Source: Xinhua | 2013-1-28 | NEWSPAPER EDITION
CHINA is determined to pursue the internationalization of the yuan on a market-oriented basis, and will closely watch the spillover effects of Japan's ultra-loose monetary policy, Yi Gang, a vice governor of China's central bank, told Xinhua news agency.
"It is the basic policy of the People's Bank of China to let the renminbi (yuan) compete with US dollar or euro fairly in the international market," Yi said in an interview on the sidelines of the annual meeting of the World Economic Forum on Saturday.
In the past, the yuan was not allowed to be used in cross-border trade transactions and investments. "What we are doing now is nothing but remove discrimination against the renminbi and let it act just as other reserve currencies," he said.
On concerns about the potential rise of the yuan, Yi said: "It is just natural that foreigners might have some concerns, but it is not our policy to specifically promote the renminbi, and I hope people of other countries can treat it with calm."
"Whether the pace of the internationalization is a little bit quicker or slower, it is always and completely the choice of the market," he added.
"I would be actually pleased to see people have more confidence in the renminbi and choose it over other currencies thanks to a more sophisticated market, better implementation of China's monetary policy, China's macroeconomic stability and social stability, and stronger rule of law," he said.
Yi also said China will have to watch closely the spillover effects of Japan's newly adopted ultra-loose monetary policy.

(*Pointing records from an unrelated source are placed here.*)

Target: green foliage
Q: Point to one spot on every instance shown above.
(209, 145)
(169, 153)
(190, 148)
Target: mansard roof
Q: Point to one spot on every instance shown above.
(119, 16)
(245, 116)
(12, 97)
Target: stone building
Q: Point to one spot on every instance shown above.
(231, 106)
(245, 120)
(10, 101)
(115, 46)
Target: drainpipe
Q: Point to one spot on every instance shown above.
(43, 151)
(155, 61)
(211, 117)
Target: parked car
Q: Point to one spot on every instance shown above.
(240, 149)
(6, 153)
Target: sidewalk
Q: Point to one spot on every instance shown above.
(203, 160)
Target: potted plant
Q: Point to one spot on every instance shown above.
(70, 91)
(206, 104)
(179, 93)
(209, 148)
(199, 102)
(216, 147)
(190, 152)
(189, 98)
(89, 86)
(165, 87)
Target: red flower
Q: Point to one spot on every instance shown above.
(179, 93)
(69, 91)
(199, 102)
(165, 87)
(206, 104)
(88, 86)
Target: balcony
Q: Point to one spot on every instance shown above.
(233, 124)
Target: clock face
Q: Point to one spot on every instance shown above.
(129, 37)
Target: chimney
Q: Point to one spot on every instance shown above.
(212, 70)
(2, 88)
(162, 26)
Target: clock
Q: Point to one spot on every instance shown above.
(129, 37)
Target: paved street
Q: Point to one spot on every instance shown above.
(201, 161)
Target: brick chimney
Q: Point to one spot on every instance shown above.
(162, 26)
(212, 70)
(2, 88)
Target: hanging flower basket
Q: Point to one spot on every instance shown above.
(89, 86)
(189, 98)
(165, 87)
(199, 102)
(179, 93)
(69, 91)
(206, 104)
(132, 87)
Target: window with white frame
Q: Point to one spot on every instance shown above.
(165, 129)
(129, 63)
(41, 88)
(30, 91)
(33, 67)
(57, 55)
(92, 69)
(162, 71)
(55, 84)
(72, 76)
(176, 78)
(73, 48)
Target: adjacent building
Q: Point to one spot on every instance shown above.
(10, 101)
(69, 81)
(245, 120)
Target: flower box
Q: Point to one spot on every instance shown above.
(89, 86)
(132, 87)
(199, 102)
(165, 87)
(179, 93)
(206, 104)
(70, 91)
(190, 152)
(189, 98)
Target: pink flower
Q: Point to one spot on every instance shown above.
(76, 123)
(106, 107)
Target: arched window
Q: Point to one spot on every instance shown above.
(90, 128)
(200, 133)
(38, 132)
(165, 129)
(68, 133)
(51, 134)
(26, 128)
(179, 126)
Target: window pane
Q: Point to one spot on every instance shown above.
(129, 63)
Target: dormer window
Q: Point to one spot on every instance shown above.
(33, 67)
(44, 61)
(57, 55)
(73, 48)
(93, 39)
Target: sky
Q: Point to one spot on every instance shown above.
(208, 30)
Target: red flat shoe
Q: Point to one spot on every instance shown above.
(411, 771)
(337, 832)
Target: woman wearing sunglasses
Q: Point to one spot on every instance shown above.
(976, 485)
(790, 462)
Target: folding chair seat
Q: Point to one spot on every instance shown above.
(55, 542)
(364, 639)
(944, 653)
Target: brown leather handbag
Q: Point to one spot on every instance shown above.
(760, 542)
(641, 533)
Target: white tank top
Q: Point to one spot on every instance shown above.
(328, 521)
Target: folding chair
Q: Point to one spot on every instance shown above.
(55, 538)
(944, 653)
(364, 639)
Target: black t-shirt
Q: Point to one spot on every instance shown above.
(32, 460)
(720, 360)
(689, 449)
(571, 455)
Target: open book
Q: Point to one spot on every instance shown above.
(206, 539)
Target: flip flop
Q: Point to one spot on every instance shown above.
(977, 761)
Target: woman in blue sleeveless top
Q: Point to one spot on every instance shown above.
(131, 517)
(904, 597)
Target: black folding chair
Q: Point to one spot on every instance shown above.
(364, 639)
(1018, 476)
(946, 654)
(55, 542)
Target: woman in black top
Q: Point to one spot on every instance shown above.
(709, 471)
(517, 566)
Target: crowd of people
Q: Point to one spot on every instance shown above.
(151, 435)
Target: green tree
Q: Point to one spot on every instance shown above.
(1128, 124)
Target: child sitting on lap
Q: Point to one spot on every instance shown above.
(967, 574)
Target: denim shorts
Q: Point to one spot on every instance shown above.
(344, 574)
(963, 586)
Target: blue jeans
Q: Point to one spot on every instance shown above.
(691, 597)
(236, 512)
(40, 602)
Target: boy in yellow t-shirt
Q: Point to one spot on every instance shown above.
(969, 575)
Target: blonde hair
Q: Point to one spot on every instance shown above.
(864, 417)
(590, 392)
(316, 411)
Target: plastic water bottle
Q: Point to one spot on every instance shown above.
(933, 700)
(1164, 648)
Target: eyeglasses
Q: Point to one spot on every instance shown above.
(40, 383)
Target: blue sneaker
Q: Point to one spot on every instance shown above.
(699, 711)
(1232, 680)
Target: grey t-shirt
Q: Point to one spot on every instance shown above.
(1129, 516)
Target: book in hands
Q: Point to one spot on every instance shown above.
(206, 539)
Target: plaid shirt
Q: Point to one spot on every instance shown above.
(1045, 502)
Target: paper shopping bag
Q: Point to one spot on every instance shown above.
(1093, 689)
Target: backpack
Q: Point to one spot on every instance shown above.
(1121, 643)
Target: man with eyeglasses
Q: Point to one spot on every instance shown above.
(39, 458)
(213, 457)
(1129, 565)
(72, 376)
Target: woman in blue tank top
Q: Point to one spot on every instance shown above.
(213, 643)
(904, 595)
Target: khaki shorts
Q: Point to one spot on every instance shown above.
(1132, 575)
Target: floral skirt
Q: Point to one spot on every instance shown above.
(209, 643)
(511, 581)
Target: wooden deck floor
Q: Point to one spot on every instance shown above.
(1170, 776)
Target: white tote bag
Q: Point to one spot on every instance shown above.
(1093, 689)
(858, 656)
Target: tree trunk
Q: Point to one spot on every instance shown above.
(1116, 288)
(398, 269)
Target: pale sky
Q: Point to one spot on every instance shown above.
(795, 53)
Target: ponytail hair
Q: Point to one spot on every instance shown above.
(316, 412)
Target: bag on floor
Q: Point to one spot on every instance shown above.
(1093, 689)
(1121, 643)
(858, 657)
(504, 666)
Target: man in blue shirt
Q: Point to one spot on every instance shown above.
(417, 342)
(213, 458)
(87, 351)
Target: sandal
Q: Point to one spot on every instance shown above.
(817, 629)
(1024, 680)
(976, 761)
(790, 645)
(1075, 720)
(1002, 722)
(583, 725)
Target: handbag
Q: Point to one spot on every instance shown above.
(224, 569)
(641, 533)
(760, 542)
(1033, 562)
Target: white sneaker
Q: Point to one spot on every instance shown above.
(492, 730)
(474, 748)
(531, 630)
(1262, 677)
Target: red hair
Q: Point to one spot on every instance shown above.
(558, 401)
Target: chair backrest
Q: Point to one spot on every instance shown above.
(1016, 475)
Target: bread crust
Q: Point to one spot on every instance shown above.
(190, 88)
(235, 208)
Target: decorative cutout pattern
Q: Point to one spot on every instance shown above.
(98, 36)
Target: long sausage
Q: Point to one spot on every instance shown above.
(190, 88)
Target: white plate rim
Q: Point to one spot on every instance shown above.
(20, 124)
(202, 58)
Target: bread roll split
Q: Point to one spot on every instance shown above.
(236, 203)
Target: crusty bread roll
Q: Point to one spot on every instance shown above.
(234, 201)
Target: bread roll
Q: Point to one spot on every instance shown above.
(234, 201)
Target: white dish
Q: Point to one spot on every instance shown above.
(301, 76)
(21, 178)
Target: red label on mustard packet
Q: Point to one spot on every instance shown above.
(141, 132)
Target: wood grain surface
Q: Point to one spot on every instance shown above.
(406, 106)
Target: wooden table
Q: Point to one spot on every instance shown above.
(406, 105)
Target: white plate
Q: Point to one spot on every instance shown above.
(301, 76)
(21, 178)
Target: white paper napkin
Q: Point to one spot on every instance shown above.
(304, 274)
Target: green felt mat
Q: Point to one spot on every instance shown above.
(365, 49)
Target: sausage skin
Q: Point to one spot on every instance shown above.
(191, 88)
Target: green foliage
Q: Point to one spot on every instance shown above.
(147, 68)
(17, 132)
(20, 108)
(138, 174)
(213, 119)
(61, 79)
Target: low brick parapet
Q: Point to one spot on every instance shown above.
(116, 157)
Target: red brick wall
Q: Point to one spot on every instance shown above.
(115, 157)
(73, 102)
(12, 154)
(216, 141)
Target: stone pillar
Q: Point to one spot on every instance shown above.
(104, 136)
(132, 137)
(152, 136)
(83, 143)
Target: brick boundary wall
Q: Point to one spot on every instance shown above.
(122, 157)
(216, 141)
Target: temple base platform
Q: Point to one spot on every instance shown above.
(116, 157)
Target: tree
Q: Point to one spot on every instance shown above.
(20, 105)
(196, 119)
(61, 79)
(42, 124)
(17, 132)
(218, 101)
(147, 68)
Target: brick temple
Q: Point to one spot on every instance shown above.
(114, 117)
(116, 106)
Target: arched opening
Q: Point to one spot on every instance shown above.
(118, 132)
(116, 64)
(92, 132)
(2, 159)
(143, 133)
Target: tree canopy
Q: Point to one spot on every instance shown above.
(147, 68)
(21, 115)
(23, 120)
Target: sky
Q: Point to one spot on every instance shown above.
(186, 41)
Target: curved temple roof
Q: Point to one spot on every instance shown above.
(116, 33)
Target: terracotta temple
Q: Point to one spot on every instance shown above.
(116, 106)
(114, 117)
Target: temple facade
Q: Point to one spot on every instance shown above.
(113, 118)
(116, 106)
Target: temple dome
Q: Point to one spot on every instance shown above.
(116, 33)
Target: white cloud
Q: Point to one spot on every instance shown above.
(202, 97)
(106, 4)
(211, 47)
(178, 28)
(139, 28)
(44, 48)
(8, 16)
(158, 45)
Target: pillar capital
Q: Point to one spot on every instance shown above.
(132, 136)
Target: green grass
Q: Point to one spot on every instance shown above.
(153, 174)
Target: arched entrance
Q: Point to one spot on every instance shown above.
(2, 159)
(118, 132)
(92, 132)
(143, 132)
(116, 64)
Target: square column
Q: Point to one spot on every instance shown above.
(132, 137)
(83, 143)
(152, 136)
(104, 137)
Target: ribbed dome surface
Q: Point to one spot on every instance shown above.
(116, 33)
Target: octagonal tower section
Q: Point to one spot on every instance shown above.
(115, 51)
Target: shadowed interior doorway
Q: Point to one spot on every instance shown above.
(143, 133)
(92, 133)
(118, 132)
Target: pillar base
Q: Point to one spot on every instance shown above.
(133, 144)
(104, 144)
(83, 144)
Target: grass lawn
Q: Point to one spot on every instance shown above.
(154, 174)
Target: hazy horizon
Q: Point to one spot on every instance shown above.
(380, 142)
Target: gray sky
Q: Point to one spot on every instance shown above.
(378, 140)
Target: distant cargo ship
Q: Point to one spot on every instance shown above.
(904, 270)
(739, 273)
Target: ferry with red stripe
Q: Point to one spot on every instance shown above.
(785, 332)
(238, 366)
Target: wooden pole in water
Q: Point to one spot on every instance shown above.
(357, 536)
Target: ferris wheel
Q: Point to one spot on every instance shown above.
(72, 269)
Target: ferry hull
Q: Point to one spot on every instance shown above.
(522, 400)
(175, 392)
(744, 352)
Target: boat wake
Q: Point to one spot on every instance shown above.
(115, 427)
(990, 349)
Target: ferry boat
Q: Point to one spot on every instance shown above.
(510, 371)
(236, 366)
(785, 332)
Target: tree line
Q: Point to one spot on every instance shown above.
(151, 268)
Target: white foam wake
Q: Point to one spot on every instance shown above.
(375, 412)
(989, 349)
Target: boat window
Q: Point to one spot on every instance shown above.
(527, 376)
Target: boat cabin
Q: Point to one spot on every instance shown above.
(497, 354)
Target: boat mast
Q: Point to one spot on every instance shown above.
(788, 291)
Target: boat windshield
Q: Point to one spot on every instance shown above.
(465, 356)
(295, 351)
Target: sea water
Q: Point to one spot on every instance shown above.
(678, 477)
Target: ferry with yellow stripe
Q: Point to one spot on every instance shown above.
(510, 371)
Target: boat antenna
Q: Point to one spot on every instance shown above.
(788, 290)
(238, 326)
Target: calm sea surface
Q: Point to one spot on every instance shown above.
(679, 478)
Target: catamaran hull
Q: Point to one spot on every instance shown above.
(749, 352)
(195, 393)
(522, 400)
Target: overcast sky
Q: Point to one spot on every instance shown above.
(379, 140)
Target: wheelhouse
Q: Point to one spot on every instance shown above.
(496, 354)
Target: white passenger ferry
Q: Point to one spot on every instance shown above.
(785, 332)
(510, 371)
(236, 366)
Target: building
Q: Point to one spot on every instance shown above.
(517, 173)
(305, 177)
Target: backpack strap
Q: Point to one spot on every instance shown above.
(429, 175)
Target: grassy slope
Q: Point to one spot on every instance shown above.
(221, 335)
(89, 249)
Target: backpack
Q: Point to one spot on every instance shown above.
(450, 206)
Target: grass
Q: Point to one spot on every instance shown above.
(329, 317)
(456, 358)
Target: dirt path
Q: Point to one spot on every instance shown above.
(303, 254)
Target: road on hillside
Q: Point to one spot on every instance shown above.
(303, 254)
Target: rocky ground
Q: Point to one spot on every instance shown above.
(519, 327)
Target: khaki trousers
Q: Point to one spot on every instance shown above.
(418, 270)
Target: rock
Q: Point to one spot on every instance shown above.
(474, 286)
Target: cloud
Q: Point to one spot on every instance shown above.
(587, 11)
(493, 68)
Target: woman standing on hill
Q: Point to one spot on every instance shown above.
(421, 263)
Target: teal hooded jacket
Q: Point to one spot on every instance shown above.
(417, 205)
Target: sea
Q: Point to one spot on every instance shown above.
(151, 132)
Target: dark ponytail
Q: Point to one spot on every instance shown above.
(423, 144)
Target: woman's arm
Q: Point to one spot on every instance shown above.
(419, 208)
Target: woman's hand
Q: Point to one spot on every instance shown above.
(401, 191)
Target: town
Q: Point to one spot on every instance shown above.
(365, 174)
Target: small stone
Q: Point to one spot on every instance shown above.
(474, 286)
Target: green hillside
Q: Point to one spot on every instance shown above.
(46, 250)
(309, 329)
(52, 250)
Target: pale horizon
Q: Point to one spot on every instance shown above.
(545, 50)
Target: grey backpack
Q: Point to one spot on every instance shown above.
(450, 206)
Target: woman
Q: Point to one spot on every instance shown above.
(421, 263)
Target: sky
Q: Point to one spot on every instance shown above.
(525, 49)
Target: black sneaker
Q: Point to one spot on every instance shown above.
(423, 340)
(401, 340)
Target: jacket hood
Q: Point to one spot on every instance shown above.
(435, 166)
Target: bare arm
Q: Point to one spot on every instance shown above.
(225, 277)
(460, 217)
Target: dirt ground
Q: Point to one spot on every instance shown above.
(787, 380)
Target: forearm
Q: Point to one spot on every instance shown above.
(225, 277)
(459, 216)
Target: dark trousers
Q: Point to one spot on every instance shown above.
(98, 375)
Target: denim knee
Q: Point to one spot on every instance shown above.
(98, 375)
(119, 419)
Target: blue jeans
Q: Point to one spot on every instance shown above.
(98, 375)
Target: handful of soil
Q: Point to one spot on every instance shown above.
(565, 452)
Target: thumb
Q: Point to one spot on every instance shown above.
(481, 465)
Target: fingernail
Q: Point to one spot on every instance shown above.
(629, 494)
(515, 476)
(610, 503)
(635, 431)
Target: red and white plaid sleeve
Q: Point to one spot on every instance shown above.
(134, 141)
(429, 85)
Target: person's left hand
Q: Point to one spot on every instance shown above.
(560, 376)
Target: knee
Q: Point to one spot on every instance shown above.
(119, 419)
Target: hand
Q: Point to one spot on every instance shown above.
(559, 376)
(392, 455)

"We will closely watch the spillover effects of the new Japanese policy on the world economy, the emerging market in particular," he said.
"Japan aside, the United States and the European Central Bank have also adopted policies of quantitative easing, which would drastically increase global liquidity and cross-border capital flow, either inflow or outflow, which is unstable," said Yi.
Japan's new policy would also "have the risk of triggering a race among countries to devalue their currencies," he said.
Yi said the yuan's exchange rate is "relatively close" to equilibrium level and the supply and demand in the market is generally balanced.